With more than 50 wineries, the Livermore Valley offers an exceptional array of events, concerts and tasting experiences throughout the year. Craft beer makers have joined the scene blazing a new Brew Trail through Livermore Valley. After an afternoon of tasting, visit the historic downtown and enjoy shopping, dining, spa services, and live music at one of the fun nightspots. San Francisco Premium Outlets offer world-class shopping with over 150 stores.
You can also see the latest blockbuster films at the retro circa 40’s theater or at the state-of-the-art all-digital 13-screen theater. The 500 seat Bankhead Theater brings in local and traveling performances including local opera and symphony.
The Livermore Valley also boasts beautiful parks and hiking trails, most maintained by the Livermore Area Recreation & Parks District and the East Bay Regional Park District, along with many unique facilities and programs.
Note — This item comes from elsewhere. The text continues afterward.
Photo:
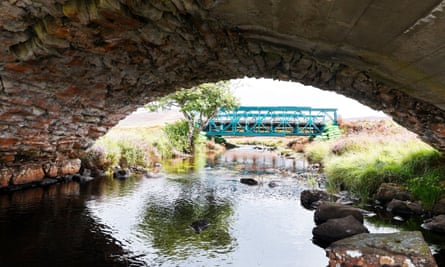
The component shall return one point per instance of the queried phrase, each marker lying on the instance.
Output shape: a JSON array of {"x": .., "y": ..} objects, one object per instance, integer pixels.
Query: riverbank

From apartments and condos, to modest single-family homes or custom vineyard estates, Livermore has a diverse selection of living spaces suitable for students, families, singles or seniors. The downtown district is within walking distance to a number of older neighborhoods, some with homes built in the early 20th century.
Pockets of small to mid-sized single family homes exist in moderately priced neighborhoods, built in the 40s, 50s, and 60s. The 70’s and 80’s added more single family homes to the community, a bit larger in size. During the 90’s and 2000’s, you’ll find the trend toward larger homes, some even with in-law units. Lot sizes vary, from zero lot lines to half an acre or larger parcels.